P_{j} = M_{j} δ_{j},

(2)

where $δ_{j} = (δ_{j 0}, \dots, δ_{j 12 \dots K_{j}^{*}})^{⊤}$ , $P_{j} = (P (α_{1 j}^{*}), \dots, P (α_{2^{K_{j}^{*}} j}^{*}))^{⊤}$ , and $M_{j}$ is a $2^{K_{j}^{*}} \times 2^{K_{j}^{*}}$ design matrix. Because $M_{j}$ is an invertable square matrix, either $P_{j}$ or $δ_{j}$ can be treated as item parameters. In this study, $P_{j}$ was focused, which has elements ranging between 0 and 1 with straightforward interpretations.

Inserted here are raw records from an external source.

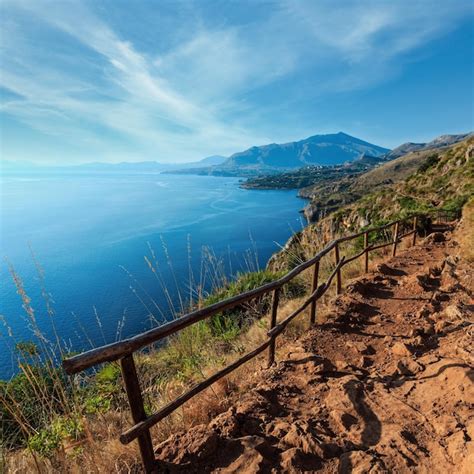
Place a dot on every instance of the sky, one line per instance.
(175, 81)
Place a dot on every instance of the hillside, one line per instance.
(383, 385)
(443, 140)
(322, 150)
(318, 150)
(307, 176)
(329, 188)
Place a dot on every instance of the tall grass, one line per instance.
(51, 422)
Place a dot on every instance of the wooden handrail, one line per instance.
(117, 350)
(124, 350)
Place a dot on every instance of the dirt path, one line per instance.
(386, 385)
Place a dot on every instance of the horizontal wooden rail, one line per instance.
(152, 420)
(124, 350)
(117, 350)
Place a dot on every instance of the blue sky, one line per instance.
(116, 80)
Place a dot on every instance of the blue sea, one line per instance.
(89, 235)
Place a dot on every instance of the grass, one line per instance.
(51, 422)
(465, 233)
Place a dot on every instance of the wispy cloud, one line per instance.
(76, 77)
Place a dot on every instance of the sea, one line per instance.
(93, 258)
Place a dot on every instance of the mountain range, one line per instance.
(442, 140)
(322, 150)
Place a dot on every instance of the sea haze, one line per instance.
(90, 233)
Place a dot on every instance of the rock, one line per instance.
(295, 461)
(251, 460)
(365, 361)
(441, 325)
(407, 366)
(428, 359)
(435, 237)
(401, 349)
(359, 462)
(445, 425)
(341, 364)
(422, 313)
(226, 424)
(441, 296)
(453, 312)
(456, 445)
(196, 444)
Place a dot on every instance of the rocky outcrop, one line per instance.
(385, 385)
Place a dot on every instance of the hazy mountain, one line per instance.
(443, 140)
(323, 150)
(123, 167)
(213, 160)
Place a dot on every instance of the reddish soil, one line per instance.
(385, 385)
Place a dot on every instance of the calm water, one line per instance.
(90, 234)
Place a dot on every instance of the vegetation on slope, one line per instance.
(51, 416)
(443, 180)
(48, 413)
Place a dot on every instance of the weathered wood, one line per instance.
(339, 278)
(415, 224)
(135, 400)
(315, 295)
(366, 245)
(273, 320)
(395, 240)
(314, 286)
(117, 350)
(120, 349)
(145, 425)
(356, 256)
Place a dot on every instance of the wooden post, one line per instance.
(415, 224)
(135, 401)
(271, 347)
(395, 240)
(314, 285)
(366, 245)
(338, 276)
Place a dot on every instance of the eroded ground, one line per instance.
(386, 385)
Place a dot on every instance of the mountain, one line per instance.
(443, 140)
(213, 160)
(329, 195)
(123, 167)
(322, 150)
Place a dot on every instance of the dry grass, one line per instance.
(465, 231)
(98, 450)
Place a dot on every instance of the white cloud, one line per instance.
(194, 99)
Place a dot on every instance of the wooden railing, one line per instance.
(124, 350)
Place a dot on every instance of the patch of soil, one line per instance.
(385, 385)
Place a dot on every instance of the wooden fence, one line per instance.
(124, 350)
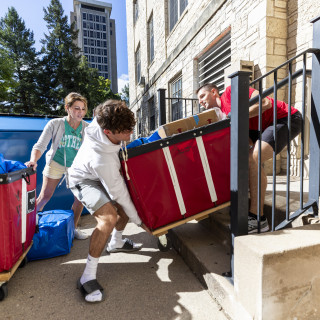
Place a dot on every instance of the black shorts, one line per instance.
(282, 132)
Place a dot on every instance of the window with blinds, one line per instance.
(176, 104)
(213, 63)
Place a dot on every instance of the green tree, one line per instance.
(17, 48)
(6, 77)
(125, 94)
(60, 58)
(64, 69)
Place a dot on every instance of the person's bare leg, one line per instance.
(122, 218)
(106, 218)
(117, 242)
(77, 208)
(47, 189)
(266, 153)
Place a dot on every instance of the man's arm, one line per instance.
(254, 109)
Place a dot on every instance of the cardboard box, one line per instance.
(189, 123)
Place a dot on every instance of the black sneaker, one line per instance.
(253, 225)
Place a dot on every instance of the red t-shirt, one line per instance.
(267, 116)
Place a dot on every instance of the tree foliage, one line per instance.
(32, 82)
(17, 48)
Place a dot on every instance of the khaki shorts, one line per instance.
(54, 170)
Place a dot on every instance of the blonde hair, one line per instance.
(72, 97)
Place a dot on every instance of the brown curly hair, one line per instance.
(114, 115)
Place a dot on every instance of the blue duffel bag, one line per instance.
(56, 232)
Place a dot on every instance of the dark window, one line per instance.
(176, 8)
(84, 6)
(176, 105)
(136, 11)
(138, 65)
(151, 40)
(139, 121)
(152, 117)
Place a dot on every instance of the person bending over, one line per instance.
(209, 97)
(95, 179)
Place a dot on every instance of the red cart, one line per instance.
(18, 221)
(180, 178)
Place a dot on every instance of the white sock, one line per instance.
(90, 273)
(116, 239)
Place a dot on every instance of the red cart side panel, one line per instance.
(190, 171)
(217, 147)
(151, 189)
(31, 210)
(10, 226)
(12, 229)
(191, 177)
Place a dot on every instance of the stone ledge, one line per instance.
(277, 274)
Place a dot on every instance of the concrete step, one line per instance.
(205, 245)
(208, 258)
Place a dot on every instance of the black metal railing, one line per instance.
(239, 140)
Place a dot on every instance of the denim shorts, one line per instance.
(282, 132)
(92, 194)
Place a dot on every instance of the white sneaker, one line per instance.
(80, 235)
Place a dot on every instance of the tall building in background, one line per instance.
(97, 37)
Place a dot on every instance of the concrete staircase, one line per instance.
(205, 245)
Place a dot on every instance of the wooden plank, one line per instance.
(200, 215)
(5, 276)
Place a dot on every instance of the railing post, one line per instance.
(162, 106)
(239, 163)
(314, 179)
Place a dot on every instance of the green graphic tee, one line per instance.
(70, 144)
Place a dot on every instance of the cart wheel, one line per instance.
(164, 243)
(3, 291)
(23, 262)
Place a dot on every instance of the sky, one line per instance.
(31, 11)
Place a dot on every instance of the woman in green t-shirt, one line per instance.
(66, 135)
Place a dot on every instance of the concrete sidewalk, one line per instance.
(144, 285)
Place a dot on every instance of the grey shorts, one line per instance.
(282, 132)
(91, 194)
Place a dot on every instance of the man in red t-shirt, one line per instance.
(209, 97)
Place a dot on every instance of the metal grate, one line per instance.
(214, 62)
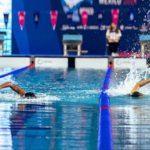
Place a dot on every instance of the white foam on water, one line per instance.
(132, 78)
(14, 97)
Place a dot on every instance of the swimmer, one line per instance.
(135, 91)
(18, 90)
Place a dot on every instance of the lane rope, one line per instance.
(105, 140)
(18, 70)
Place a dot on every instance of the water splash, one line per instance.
(132, 78)
(14, 97)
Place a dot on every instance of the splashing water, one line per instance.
(132, 78)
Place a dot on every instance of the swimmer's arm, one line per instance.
(14, 87)
(138, 85)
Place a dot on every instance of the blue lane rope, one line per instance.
(105, 140)
(16, 71)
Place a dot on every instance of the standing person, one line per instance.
(113, 36)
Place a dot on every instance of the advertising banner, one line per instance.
(100, 17)
(84, 17)
(6, 19)
(36, 16)
(69, 18)
(54, 15)
(21, 15)
(115, 16)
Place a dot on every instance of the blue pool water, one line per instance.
(130, 116)
(65, 115)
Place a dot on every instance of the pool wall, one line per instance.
(105, 140)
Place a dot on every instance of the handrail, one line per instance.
(105, 140)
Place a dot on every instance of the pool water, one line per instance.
(65, 115)
(130, 116)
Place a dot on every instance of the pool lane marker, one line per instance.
(18, 70)
(105, 140)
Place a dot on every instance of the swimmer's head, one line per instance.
(136, 94)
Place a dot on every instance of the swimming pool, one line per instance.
(65, 115)
(130, 116)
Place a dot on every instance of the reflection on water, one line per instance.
(131, 126)
(56, 125)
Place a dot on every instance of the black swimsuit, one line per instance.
(29, 95)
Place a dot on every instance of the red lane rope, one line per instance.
(32, 65)
(105, 108)
(105, 86)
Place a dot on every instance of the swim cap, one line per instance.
(29, 95)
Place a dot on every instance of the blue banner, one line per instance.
(36, 18)
(131, 16)
(6, 19)
(100, 17)
(69, 18)
(148, 18)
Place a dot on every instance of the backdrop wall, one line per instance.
(45, 40)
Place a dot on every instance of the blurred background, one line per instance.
(43, 24)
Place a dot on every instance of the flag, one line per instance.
(84, 17)
(21, 15)
(36, 18)
(69, 18)
(6, 19)
(131, 16)
(54, 15)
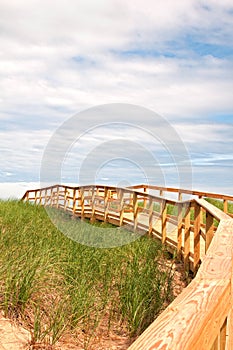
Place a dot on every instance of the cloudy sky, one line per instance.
(173, 57)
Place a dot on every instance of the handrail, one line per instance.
(225, 198)
(201, 317)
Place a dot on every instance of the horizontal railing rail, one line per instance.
(201, 235)
(180, 192)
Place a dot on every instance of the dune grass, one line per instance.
(56, 286)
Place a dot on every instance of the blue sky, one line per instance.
(174, 57)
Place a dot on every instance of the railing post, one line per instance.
(57, 204)
(209, 230)
(197, 227)
(93, 205)
(121, 200)
(187, 229)
(164, 220)
(150, 216)
(135, 210)
(145, 199)
(74, 201)
(179, 231)
(225, 206)
(82, 203)
(106, 193)
(179, 196)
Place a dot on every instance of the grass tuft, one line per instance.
(57, 286)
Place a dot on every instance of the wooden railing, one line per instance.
(201, 317)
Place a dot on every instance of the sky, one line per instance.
(172, 57)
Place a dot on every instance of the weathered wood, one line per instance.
(179, 230)
(187, 230)
(121, 206)
(197, 227)
(209, 229)
(164, 220)
(201, 316)
(150, 228)
(225, 206)
(135, 211)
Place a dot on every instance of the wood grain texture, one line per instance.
(201, 317)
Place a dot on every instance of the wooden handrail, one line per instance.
(201, 317)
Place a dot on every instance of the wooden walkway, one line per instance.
(201, 317)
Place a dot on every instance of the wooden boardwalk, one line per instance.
(201, 317)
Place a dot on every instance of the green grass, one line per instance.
(56, 286)
(219, 204)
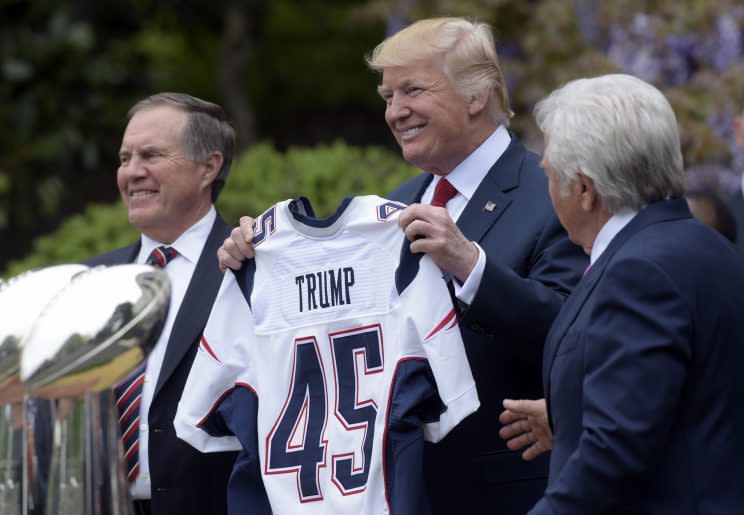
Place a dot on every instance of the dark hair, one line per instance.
(724, 223)
(207, 130)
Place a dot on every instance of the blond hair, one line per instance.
(470, 59)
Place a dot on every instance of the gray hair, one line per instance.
(470, 59)
(620, 132)
(207, 130)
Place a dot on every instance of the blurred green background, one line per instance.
(292, 77)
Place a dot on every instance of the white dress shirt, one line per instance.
(609, 230)
(466, 177)
(180, 270)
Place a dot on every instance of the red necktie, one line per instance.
(443, 193)
(129, 391)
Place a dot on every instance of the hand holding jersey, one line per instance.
(237, 247)
(431, 230)
(337, 316)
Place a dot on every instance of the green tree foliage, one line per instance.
(259, 178)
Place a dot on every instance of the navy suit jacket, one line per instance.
(184, 481)
(736, 203)
(642, 375)
(530, 268)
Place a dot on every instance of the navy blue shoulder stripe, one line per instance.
(245, 277)
(302, 211)
(407, 267)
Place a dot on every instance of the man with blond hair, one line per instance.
(481, 209)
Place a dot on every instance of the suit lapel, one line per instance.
(489, 200)
(197, 303)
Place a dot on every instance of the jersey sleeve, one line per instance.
(434, 316)
(218, 369)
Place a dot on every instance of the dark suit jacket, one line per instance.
(184, 481)
(736, 203)
(530, 267)
(643, 375)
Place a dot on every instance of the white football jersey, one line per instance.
(328, 360)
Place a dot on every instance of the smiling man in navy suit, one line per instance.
(642, 366)
(174, 159)
(481, 209)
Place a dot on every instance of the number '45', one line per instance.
(298, 450)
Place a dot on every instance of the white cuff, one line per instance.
(466, 291)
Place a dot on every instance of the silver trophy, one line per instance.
(90, 336)
(22, 299)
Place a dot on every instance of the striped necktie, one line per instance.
(129, 391)
(444, 191)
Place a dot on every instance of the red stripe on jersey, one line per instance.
(446, 320)
(207, 348)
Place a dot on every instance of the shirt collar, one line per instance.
(609, 230)
(189, 244)
(467, 176)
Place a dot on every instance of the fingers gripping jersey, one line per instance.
(328, 360)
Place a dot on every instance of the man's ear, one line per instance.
(478, 102)
(587, 193)
(211, 167)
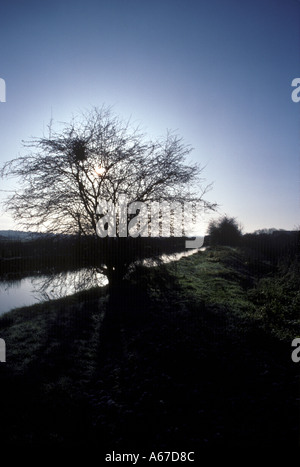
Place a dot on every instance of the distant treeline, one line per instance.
(70, 252)
(269, 246)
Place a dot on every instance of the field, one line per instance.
(193, 354)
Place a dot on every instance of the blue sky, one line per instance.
(217, 72)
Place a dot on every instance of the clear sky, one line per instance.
(219, 72)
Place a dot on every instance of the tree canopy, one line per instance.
(98, 156)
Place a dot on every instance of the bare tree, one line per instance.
(98, 157)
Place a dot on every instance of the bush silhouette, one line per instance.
(224, 231)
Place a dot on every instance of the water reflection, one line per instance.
(17, 292)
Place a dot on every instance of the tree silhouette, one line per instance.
(99, 157)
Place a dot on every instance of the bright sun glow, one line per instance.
(100, 170)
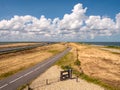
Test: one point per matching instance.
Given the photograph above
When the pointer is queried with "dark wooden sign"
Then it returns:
(67, 74)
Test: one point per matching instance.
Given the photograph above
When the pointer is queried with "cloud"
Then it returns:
(74, 26)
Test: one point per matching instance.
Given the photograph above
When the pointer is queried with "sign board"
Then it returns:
(67, 74)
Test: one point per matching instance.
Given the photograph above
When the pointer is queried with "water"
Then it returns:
(104, 43)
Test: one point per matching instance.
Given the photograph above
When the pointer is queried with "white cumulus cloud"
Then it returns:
(73, 26)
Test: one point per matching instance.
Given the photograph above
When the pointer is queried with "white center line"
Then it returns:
(15, 79)
(3, 86)
(28, 73)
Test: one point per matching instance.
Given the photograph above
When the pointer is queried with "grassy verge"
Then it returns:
(115, 47)
(51, 50)
(67, 62)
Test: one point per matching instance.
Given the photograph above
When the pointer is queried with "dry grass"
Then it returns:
(53, 74)
(15, 45)
(12, 63)
(98, 63)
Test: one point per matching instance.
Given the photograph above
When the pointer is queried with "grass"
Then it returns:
(67, 62)
(27, 58)
(115, 47)
(7, 74)
(53, 51)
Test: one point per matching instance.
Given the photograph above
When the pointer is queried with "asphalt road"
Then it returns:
(23, 77)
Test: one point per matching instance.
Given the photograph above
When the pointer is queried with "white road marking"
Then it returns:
(27, 73)
(3, 86)
(15, 79)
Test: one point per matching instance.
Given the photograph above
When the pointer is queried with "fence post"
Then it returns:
(47, 82)
(29, 87)
(77, 79)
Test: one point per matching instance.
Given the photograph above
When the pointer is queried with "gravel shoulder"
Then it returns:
(52, 74)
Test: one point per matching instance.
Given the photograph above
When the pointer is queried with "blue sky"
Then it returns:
(58, 8)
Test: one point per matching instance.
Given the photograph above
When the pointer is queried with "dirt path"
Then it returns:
(52, 75)
(112, 50)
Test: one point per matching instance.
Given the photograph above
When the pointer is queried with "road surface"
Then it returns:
(23, 77)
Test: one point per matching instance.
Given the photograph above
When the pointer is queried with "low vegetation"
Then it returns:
(15, 62)
(115, 47)
(69, 62)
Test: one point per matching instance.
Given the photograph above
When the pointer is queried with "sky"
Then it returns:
(60, 20)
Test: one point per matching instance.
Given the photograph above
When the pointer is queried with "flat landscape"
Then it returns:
(97, 65)
(15, 62)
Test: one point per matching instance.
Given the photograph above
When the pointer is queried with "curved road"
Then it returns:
(23, 77)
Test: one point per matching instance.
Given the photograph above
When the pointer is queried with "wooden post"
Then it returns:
(47, 82)
(77, 79)
(29, 87)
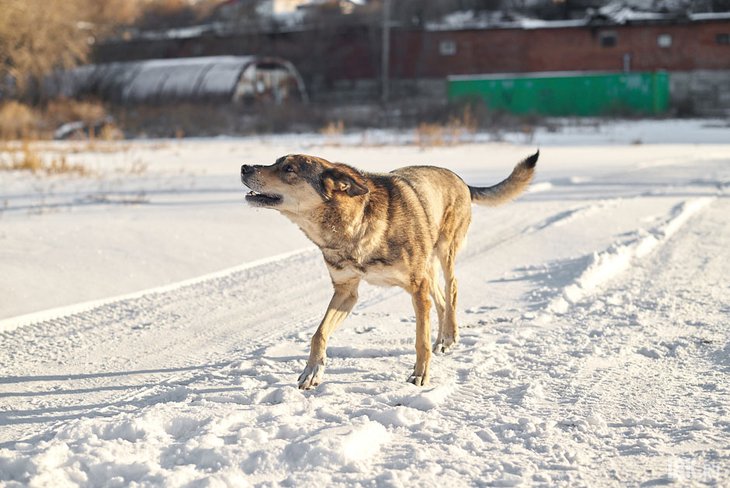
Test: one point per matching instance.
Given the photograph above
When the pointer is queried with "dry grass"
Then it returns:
(28, 158)
(333, 132)
(17, 121)
(458, 129)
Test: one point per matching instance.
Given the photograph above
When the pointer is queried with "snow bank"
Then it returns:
(605, 265)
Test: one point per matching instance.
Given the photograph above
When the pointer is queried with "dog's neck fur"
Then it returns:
(341, 231)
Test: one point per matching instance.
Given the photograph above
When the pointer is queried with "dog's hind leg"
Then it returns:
(422, 306)
(439, 300)
(338, 309)
(448, 331)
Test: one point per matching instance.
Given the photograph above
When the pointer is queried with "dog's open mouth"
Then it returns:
(263, 198)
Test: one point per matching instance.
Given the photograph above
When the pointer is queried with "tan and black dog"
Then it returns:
(393, 229)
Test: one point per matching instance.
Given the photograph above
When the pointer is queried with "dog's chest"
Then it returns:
(343, 268)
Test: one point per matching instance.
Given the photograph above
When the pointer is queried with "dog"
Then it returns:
(389, 229)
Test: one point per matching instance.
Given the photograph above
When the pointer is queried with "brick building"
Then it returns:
(344, 62)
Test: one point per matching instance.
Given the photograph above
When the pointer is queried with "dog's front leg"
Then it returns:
(339, 308)
(422, 306)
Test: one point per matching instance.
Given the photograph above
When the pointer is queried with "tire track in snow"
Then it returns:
(604, 266)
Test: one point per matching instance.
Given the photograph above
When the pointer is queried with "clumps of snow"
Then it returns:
(605, 265)
(540, 187)
(179, 444)
(431, 399)
(343, 445)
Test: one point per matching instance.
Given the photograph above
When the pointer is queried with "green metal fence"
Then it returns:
(572, 93)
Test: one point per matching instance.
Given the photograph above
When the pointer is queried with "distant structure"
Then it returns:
(226, 79)
(342, 62)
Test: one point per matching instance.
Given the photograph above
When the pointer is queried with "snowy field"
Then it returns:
(153, 326)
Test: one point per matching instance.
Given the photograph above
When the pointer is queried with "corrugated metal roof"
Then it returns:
(202, 78)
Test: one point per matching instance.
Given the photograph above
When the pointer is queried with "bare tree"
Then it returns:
(37, 36)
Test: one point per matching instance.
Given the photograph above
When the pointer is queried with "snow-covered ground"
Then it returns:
(152, 326)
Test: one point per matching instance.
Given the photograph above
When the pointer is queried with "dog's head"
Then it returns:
(298, 182)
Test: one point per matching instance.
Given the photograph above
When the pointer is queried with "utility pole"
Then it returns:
(385, 55)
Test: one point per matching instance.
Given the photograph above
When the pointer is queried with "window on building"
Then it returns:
(608, 38)
(447, 47)
(664, 40)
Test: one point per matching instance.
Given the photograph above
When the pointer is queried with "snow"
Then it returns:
(153, 325)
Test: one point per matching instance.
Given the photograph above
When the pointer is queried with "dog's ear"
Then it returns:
(344, 179)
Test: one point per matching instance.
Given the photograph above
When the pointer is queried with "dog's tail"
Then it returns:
(509, 188)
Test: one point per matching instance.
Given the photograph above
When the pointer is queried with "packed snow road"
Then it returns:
(595, 350)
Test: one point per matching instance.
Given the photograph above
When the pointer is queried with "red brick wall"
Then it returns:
(416, 54)
(326, 57)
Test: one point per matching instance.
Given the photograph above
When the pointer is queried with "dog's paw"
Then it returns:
(418, 380)
(444, 344)
(311, 376)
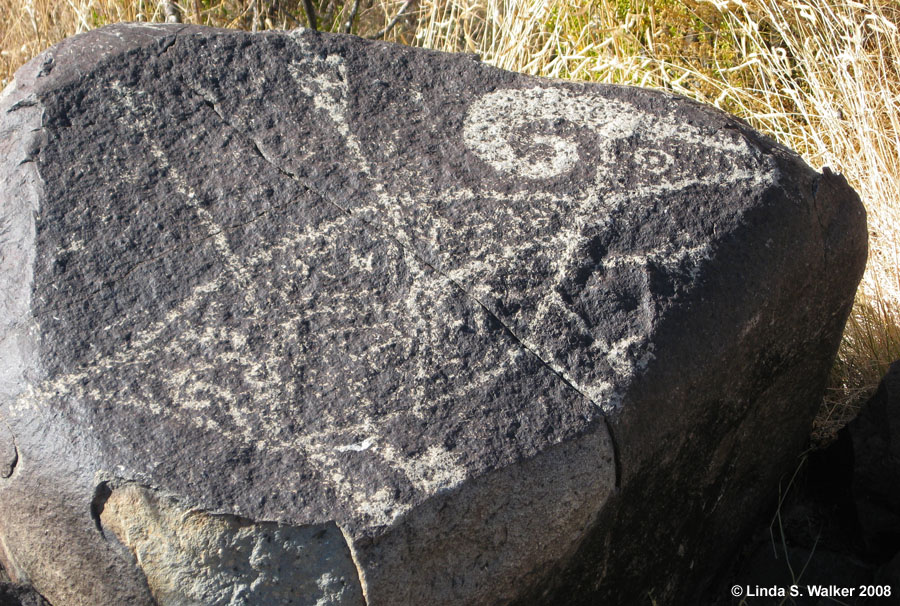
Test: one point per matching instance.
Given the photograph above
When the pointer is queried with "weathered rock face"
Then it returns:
(302, 315)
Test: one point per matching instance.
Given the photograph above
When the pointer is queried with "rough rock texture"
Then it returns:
(518, 340)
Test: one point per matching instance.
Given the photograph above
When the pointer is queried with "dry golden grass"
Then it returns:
(821, 76)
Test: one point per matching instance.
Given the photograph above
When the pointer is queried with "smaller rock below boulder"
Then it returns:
(875, 436)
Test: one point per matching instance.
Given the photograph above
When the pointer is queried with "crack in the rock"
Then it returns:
(360, 576)
(379, 231)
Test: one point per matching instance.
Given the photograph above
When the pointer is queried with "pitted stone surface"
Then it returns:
(322, 283)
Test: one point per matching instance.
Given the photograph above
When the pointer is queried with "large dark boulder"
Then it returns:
(295, 318)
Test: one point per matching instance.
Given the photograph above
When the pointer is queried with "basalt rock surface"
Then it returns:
(297, 318)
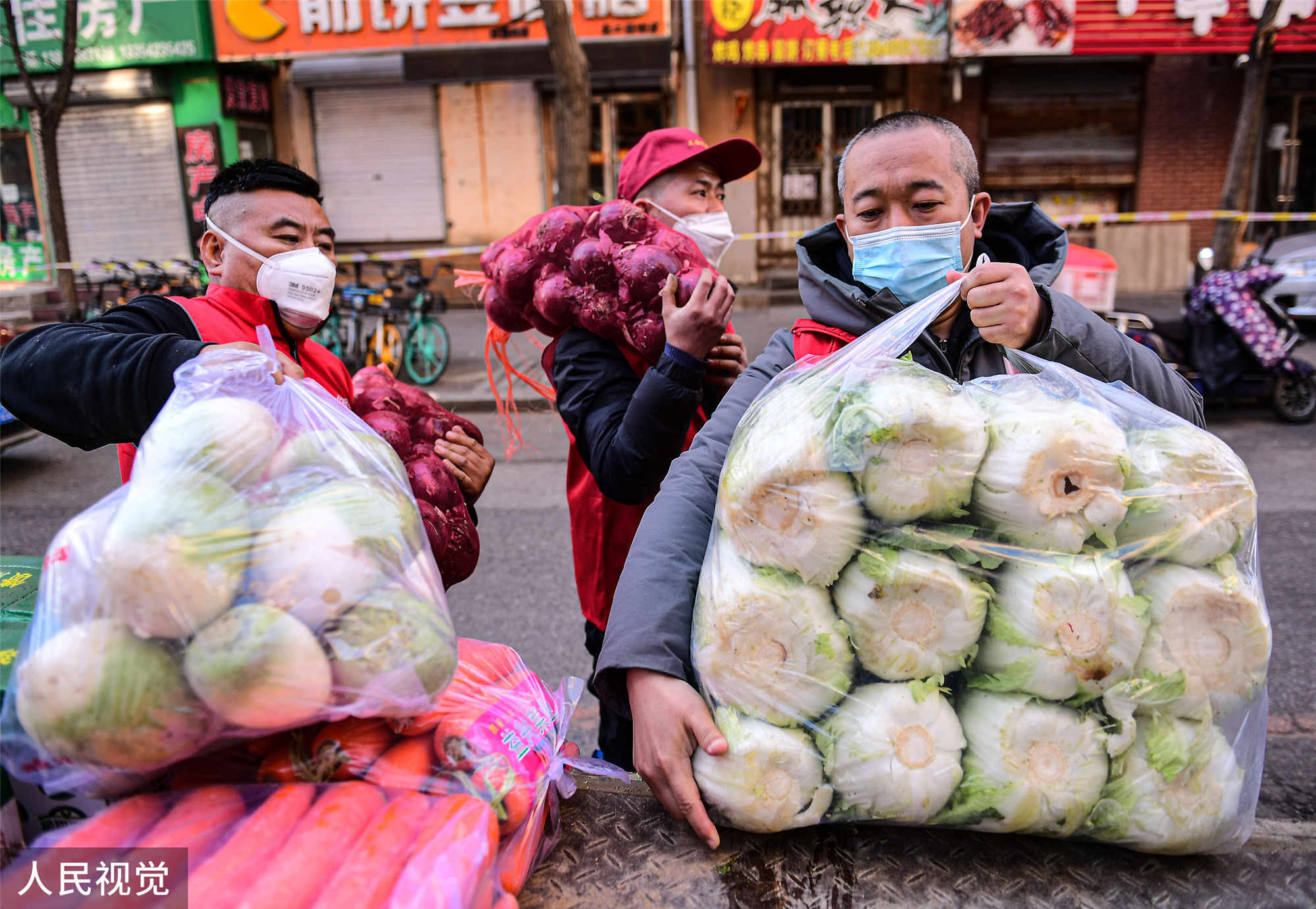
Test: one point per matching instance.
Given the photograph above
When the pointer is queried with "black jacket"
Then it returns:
(101, 382)
(627, 430)
(652, 611)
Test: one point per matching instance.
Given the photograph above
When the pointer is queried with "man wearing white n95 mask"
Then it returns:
(269, 253)
(627, 422)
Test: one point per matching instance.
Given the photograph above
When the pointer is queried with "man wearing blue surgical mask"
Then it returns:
(914, 219)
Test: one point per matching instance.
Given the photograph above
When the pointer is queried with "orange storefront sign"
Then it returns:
(247, 30)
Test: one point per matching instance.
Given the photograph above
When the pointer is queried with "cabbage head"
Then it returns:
(911, 615)
(769, 779)
(767, 643)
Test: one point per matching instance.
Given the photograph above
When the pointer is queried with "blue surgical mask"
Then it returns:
(910, 262)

BM Estimation and Monotonicity Constraints

Based on the EM algorithm, de la Torre (2011) showed that the maximum likelihood estimate of $P (α_{lj}^{*})$ can be expressed as:

\hat{P} (α_{lj}^{*}) = \frac{r_{jl}}{n_{l}},

(3)

where $n_{l}$ and $r_{jl}$ represent the expected number of individuals in latent group $l$ and the expected number of individuals in latent group $l$ who answer item $j$ correctly, respectively. Because $P (α_{lj}^{*})$ represents the probability of individuals in latent group $l$ answering item $j$ correctly, the natural conjugate prior is the Beta distribution, $Beta (β_{1}, β_{2})$ . As shown in the Online Appendix, the BM estimate of $P (α_{lj}^{*})$ can be expressed as:

\hat{P} (α_{lj}^{*}) = \frac{r_{jl} + (β_{1} - 1)}{n_{l} + (β_{1} + β_{2} - 2)} .

(4)

Note that the closed-form solution above was derived when the monotonicity is not assumed. The monotonicity of success probabilities of different latent groups can be represented using a Hasse diagram of a power set (Koshy, 2004), with an example displayed in Figure 1 for an item measuring three attributes. In the Hasse diagram, rounded rectangles represent latent groups (labeled by the corresponding reduced attribute profiles) and lines are used to connect latent groups that monotonic constraints should be imposed to. Specifically, when two latent groups are connected, the one in a higher position should not have a lower item success probability. Thus, the number of lines in a Hasse diagram represents the number of monotonic constraints for an item. From Figure 1, it is straightforward to identify the following constraints for monotonicity:

\begin{matrix} P (000) \leq P (100), P (010), P (001) \\ P (100) \leq P (110), P (101) \\ P (010) \leq P (110), P (011) \\ P (001) \leq P (101), P (011) \\ P (111) \geq P (110), P (101), P (011) . \end{matrix}

(5)

Note that some inequality constraints are not given in Equation 5 because they are implied. For example, it is obvious that $P (000) \leq P (110)$ .

Figure 1.

A Hasse diagram for monotonic constraints for an item measuring three attributes.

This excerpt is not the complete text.